The film director, who holds dual Polish and French citizenship, pleaded guilty to statutory rape in 1977 after he had sex with a 13-year-old girl at a photo shoot in Los Angeles. He was released from jail after serving 42 days of his 90-day sentence before fleeing the US for France during the following year.

The 82-year-old Oscar winner has resided in Europe since the 1970s to avoid incarceration. The Guardian reported that Polanski initially fled to France because he believed he might be sentenced to a longer stretch in prison in the US. France does not allow the extradition of its citizens.

Polanski has been in Krakow, Poland, to shoot a film about the Dreyfus affair, which is based on a book by writer Robert Harris. His lawyers have been working to ensure he was not extradited to the US using the European Convention on Human Rights.
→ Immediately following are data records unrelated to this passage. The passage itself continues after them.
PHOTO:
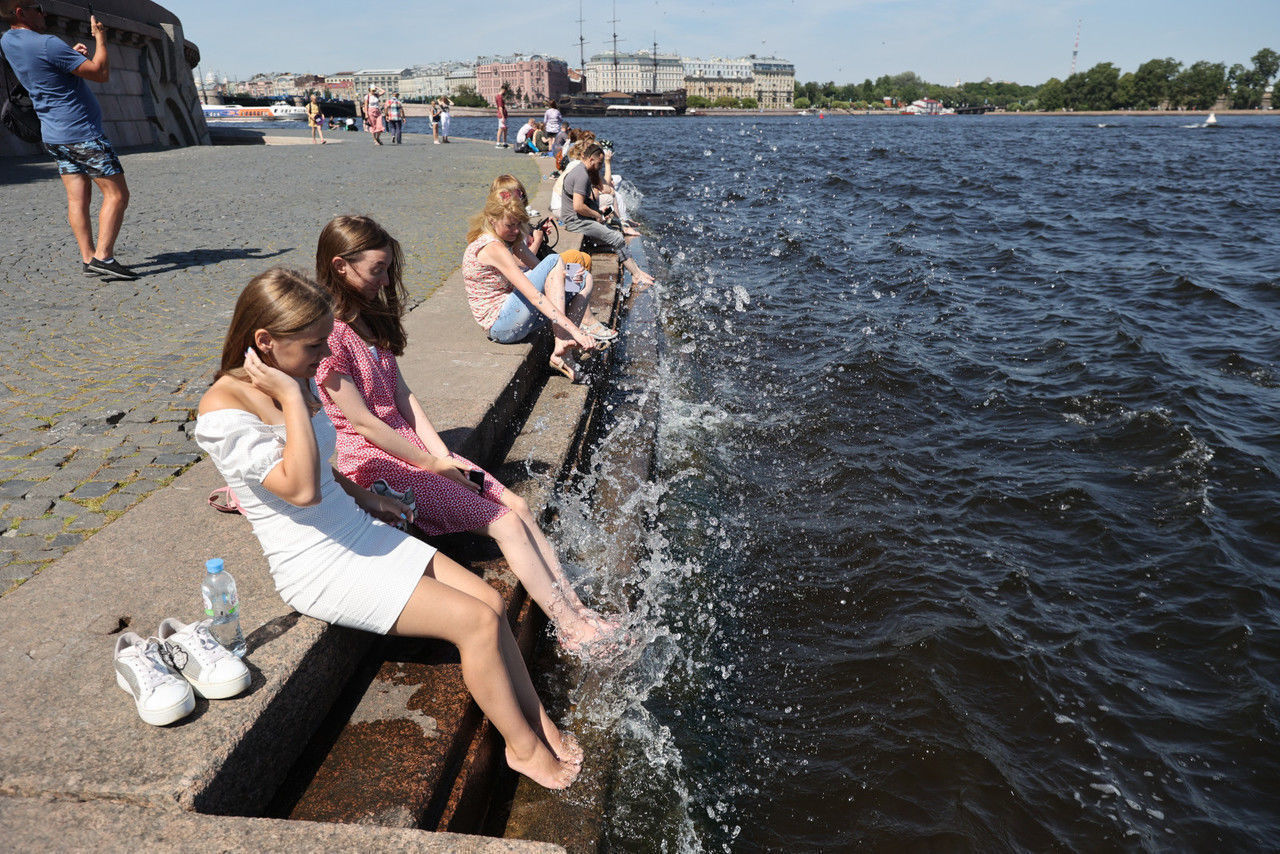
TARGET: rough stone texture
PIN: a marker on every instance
(49, 825)
(87, 743)
(150, 97)
(109, 368)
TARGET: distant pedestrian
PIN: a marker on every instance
(394, 112)
(71, 122)
(552, 119)
(374, 114)
(315, 120)
(444, 117)
(502, 117)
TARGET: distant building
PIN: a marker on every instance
(533, 80)
(639, 72)
(384, 78)
(341, 85)
(717, 68)
(775, 82)
(461, 78)
(717, 87)
(151, 97)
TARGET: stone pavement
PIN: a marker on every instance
(99, 379)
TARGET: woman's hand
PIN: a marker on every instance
(270, 380)
(455, 471)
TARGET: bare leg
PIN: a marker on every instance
(78, 191)
(547, 585)
(444, 604)
(638, 275)
(554, 291)
(115, 199)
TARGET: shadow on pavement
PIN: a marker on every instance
(172, 261)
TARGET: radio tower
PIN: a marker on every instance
(1077, 48)
(615, 22)
(581, 45)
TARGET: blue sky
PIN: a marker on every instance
(1027, 41)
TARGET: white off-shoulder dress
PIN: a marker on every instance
(332, 561)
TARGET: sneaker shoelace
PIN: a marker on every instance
(154, 670)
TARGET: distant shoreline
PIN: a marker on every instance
(813, 113)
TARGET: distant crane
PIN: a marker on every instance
(1075, 50)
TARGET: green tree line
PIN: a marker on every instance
(1159, 83)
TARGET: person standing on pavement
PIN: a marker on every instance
(394, 110)
(315, 119)
(502, 117)
(71, 120)
(444, 117)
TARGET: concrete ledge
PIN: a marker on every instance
(72, 734)
(77, 826)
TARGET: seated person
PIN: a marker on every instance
(542, 140)
(263, 425)
(580, 210)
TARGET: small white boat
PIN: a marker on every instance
(283, 110)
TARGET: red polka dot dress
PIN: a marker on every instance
(443, 506)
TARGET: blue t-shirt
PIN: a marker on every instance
(67, 108)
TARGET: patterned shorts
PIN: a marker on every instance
(95, 159)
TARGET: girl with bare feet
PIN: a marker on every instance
(384, 433)
(512, 293)
(263, 424)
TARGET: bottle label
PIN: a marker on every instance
(229, 606)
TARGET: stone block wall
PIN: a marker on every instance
(150, 99)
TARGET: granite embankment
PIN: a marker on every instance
(100, 379)
(77, 767)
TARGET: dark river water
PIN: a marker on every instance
(963, 533)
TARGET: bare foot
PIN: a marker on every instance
(562, 744)
(543, 767)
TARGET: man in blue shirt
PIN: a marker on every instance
(71, 123)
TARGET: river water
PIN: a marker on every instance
(961, 533)
(961, 529)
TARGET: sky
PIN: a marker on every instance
(846, 41)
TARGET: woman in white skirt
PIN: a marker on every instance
(263, 424)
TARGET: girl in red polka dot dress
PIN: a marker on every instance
(384, 434)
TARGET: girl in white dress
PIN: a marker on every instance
(269, 437)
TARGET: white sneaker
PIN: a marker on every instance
(193, 652)
(159, 693)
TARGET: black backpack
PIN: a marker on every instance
(17, 112)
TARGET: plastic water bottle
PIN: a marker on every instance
(222, 603)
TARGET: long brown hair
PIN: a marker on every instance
(346, 237)
(282, 301)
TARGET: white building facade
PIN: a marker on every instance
(638, 72)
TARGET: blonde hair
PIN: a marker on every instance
(280, 301)
(347, 237)
(508, 183)
(496, 208)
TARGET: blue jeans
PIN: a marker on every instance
(517, 319)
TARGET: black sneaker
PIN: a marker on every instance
(113, 269)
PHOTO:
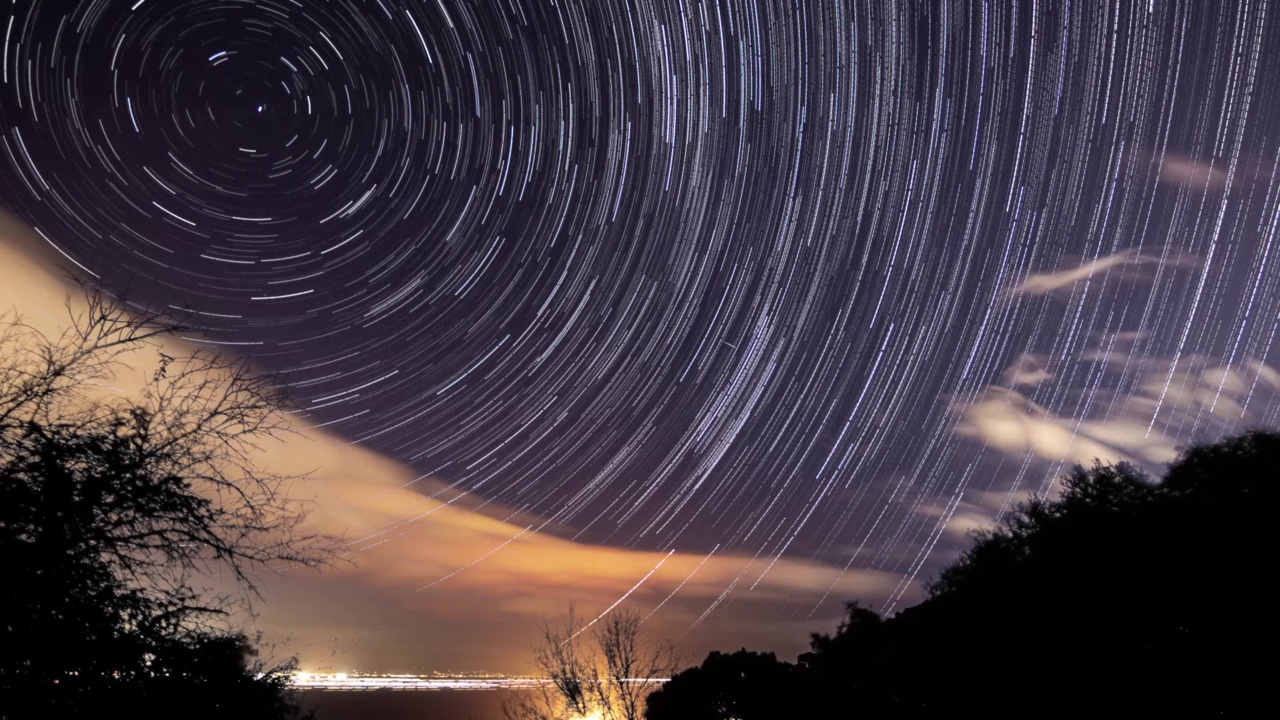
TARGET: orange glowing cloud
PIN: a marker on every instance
(438, 584)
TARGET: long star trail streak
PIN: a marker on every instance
(703, 276)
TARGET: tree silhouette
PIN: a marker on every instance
(741, 686)
(112, 506)
(1123, 596)
(602, 671)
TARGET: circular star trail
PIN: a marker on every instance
(776, 277)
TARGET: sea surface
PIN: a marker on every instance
(406, 703)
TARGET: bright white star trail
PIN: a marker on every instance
(780, 279)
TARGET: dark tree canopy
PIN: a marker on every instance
(1123, 596)
(114, 506)
(740, 686)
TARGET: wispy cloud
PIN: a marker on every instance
(1127, 264)
(439, 586)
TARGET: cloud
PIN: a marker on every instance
(1127, 264)
(1182, 395)
(1185, 172)
(1029, 369)
(437, 586)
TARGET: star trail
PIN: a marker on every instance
(778, 278)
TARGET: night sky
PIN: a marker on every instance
(818, 286)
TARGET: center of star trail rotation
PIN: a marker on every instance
(784, 278)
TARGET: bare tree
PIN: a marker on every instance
(599, 670)
(113, 504)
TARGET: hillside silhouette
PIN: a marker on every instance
(1124, 596)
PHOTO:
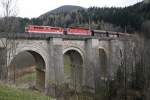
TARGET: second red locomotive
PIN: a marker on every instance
(57, 30)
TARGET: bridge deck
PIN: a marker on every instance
(52, 35)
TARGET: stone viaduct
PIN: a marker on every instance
(92, 58)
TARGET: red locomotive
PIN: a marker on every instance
(78, 31)
(43, 29)
(57, 30)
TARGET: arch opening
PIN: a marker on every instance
(27, 69)
(73, 67)
(103, 63)
(101, 74)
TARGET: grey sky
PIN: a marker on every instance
(34, 8)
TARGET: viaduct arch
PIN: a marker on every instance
(51, 52)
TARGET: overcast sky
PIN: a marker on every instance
(34, 8)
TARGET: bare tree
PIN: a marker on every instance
(9, 12)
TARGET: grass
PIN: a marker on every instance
(12, 93)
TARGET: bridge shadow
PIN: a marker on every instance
(27, 70)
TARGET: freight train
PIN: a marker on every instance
(57, 30)
(72, 31)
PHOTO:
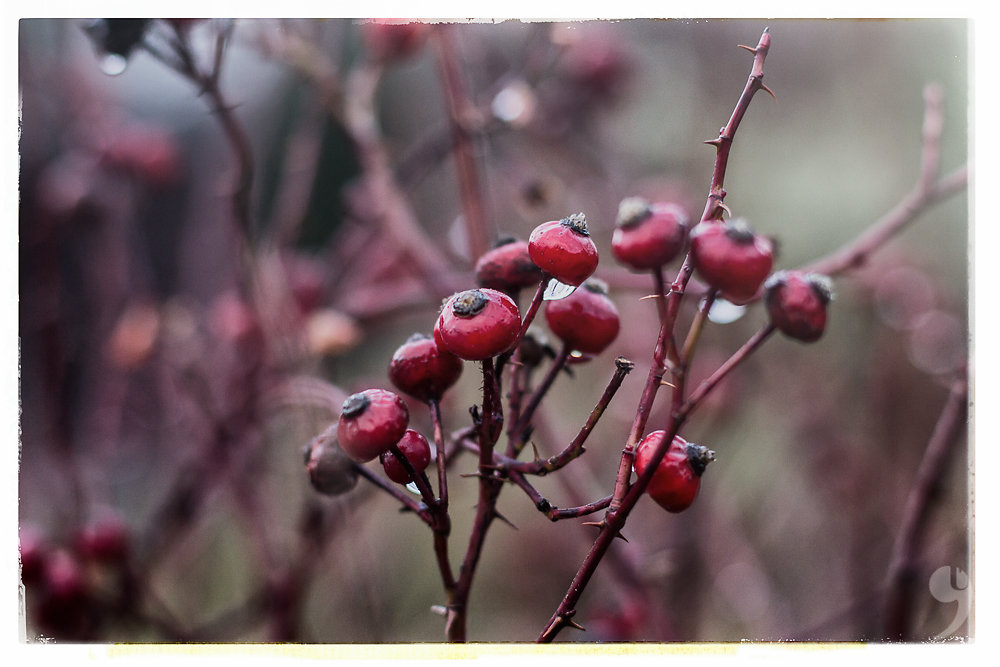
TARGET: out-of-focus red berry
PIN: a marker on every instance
(796, 303)
(648, 235)
(390, 40)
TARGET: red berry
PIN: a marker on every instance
(65, 610)
(675, 483)
(563, 249)
(371, 422)
(478, 324)
(423, 369)
(507, 267)
(331, 471)
(586, 320)
(417, 451)
(105, 540)
(648, 235)
(731, 258)
(797, 303)
(393, 39)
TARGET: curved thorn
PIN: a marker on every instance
(504, 519)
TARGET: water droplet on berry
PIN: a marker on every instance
(113, 64)
(724, 312)
(556, 290)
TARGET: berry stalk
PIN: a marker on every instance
(625, 496)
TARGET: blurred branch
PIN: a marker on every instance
(902, 567)
(928, 190)
(460, 109)
(625, 497)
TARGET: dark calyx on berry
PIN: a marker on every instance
(469, 303)
(699, 456)
(739, 231)
(331, 471)
(577, 222)
(596, 285)
(355, 405)
(632, 211)
(796, 303)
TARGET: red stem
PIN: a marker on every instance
(902, 567)
(625, 497)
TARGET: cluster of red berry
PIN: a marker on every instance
(485, 323)
(74, 588)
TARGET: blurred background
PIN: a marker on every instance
(166, 399)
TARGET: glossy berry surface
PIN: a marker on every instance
(564, 250)
(423, 369)
(587, 320)
(647, 235)
(371, 422)
(417, 451)
(796, 303)
(331, 471)
(507, 267)
(731, 258)
(675, 483)
(478, 324)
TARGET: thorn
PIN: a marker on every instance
(504, 519)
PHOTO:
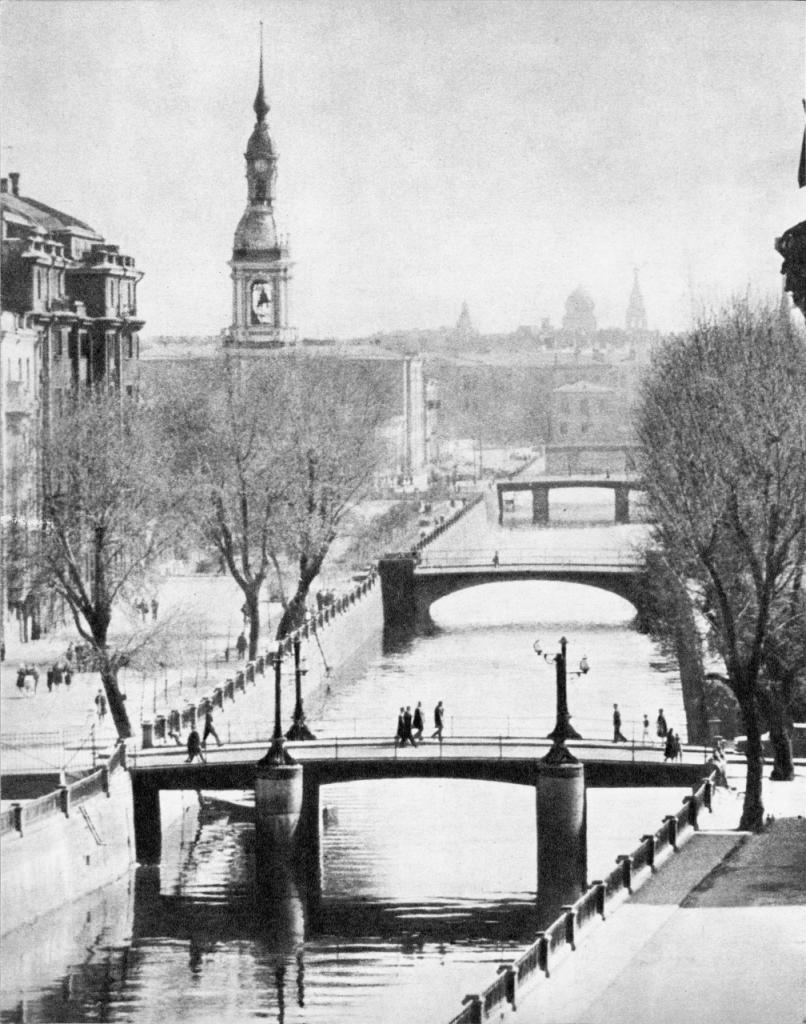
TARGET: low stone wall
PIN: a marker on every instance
(561, 937)
(65, 845)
The director was not present at the judgment on 30 October but appeared before the Polish court in February. The case was adjourned while the judge considered extra documents provided by Polanksi's counsel. He was arrested in Zurich in 2009 but not extradited. He travelled to Switzerland to accept a lifetime achievement award at the Zurich Film Festival.

The celebrated director is best known for classic films Chinatown and Rosemary's Baby. He won the 2002 Academy Award for The Pianist, starring Adrien Brody. His most recent film, Venus In Furs, was released in 2013.